Now, it's become overrun with corporate blogspam and generates very little engagement from the community. As I'm writing this, the current Designer News homepage has only 9 comments… total! (across 25 posts)

It's sadly becoming harder and harder to pick out the genuinely unique projects and posts from the endless “5 Fresh Design Trends for 2020” cookie-cutter drivel (hint: "Big Typography" is contractually obliged to be one of them), and that is bound to hurt Designer News' ability to highlight good content.

Webrings to the Rescue

I think webrings can potentially be a solution to both issues.

The central webring homepage can act as a directory of interesting design blogs, and by aggregating RSS feeds (which thankfully most blogs still have!) it can also highlight each site's most recent content.

Because the webring is baked into Sidebar, it also makes it much easier for me to notice webring articles and feature them in Sidebar (every webring post automatically gets submitted to the Sidebar link queue).

The Sidebar Webring banner (400)

And thanks to webring banners, popular webring members can send on traffic to more niche sites, encouraging readers to discover new voices.

A New Life For Webrings?

One of the really great things about a platform like Patreon is that it can help creators avoid being "held hostage" by a single platform like YouTube: instead of putting all your eggs in one basket, you at least split off your financial support system into a different service.

Similarly, I believe webrings could provide an alternative to Medium for writers.
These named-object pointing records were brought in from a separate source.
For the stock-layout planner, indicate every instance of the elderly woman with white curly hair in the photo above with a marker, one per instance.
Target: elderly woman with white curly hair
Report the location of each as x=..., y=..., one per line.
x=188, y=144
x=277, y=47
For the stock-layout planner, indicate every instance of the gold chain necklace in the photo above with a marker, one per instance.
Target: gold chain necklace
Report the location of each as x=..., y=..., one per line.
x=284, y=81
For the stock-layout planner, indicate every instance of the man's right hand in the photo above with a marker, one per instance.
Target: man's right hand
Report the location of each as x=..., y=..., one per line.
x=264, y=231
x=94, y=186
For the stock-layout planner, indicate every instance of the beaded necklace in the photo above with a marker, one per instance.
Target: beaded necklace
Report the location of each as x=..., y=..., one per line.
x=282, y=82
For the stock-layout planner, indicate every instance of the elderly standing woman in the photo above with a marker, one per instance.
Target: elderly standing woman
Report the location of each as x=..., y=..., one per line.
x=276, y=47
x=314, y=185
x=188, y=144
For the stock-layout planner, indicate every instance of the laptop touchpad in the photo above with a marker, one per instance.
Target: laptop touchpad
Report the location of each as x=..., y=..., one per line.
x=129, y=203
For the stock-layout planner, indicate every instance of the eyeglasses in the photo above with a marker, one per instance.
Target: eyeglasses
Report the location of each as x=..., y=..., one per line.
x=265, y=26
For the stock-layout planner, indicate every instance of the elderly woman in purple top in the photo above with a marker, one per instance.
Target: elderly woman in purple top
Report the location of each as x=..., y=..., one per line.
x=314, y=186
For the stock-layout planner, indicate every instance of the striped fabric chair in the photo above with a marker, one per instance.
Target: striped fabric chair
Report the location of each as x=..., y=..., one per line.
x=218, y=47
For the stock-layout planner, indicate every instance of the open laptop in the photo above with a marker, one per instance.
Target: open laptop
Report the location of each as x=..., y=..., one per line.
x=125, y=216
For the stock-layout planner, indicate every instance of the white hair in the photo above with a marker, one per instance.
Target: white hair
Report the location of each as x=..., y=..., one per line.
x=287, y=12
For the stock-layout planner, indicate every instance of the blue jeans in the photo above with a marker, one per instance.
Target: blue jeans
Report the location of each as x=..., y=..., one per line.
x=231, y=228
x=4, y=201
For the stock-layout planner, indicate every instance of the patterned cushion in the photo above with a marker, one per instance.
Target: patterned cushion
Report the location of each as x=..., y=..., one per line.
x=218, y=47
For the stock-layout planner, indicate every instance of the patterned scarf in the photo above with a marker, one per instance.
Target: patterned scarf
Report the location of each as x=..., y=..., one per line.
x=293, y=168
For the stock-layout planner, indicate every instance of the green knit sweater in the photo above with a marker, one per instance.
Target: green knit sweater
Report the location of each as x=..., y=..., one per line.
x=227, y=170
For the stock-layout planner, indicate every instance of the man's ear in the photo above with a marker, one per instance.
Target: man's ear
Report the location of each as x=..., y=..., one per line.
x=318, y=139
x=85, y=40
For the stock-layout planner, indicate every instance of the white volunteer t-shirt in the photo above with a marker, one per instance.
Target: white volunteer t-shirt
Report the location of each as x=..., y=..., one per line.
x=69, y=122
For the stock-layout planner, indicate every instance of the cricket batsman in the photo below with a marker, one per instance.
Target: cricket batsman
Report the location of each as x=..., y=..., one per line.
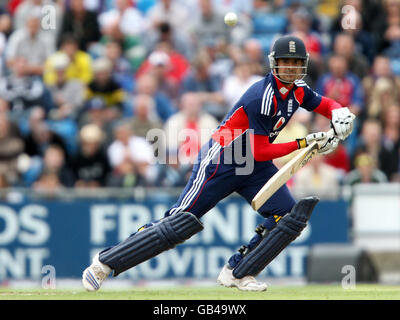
x=254, y=122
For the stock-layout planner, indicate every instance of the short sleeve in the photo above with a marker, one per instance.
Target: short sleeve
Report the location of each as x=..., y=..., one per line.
x=259, y=122
x=307, y=97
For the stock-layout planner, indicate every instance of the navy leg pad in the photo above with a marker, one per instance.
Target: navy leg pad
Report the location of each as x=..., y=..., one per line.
x=287, y=230
x=151, y=241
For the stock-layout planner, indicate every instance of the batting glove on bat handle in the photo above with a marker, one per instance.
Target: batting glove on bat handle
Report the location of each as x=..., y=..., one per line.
x=305, y=142
x=342, y=122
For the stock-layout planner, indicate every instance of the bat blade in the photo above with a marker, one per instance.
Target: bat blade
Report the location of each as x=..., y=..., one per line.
x=283, y=175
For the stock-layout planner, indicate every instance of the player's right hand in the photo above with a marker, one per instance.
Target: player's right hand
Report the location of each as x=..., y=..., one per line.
x=317, y=136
For example, what if a webring had a paid tier for readers, with profits being redistributed to all webring members… while letting them write on their own sites?
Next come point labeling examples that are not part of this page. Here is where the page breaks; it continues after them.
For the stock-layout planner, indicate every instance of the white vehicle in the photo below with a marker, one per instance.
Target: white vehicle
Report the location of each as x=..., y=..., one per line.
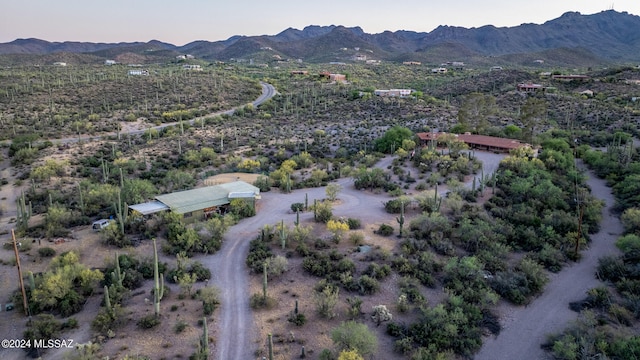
x=100, y=224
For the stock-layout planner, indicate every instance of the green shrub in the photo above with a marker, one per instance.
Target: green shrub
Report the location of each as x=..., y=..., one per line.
x=385, y=230
x=354, y=224
x=351, y=335
x=368, y=285
x=148, y=321
x=356, y=238
x=258, y=301
x=180, y=326
x=298, y=319
x=46, y=252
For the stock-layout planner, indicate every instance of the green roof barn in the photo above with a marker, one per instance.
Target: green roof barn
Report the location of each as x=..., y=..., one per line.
x=200, y=202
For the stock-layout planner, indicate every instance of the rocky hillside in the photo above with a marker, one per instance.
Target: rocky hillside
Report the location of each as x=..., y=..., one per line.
x=608, y=36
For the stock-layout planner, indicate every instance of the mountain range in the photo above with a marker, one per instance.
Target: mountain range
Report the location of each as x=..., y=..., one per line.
x=571, y=39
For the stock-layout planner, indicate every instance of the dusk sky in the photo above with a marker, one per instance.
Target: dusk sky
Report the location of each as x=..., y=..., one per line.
x=182, y=21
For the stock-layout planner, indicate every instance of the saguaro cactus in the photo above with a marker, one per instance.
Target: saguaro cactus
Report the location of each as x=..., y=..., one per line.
x=81, y=199
x=32, y=281
x=400, y=219
x=203, y=346
x=158, y=281
x=107, y=300
x=117, y=276
x=264, y=281
x=283, y=235
x=24, y=212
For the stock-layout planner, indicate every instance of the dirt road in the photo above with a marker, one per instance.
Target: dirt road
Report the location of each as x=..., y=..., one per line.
x=236, y=333
x=525, y=328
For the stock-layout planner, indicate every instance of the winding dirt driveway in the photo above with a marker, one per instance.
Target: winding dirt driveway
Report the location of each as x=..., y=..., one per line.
x=236, y=329
x=525, y=328
x=236, y=332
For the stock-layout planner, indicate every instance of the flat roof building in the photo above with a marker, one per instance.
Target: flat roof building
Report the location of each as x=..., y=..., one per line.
x=200, y=202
This is still very far away of course, but it's certainly interesting to think about.

For now, just go check out the Sidebar Webring and maybe download the OPML file so you can subscribe to all feeds at once.

And if you're curious about building your own webring, the entire Sidebar codebase is available on GitHub, including the webring feature. I also recorded a screencast about the webring feature specifically, if you want to see how that works.

Or hey, if you write about design, why not apply to join? Let's bring webrings back together!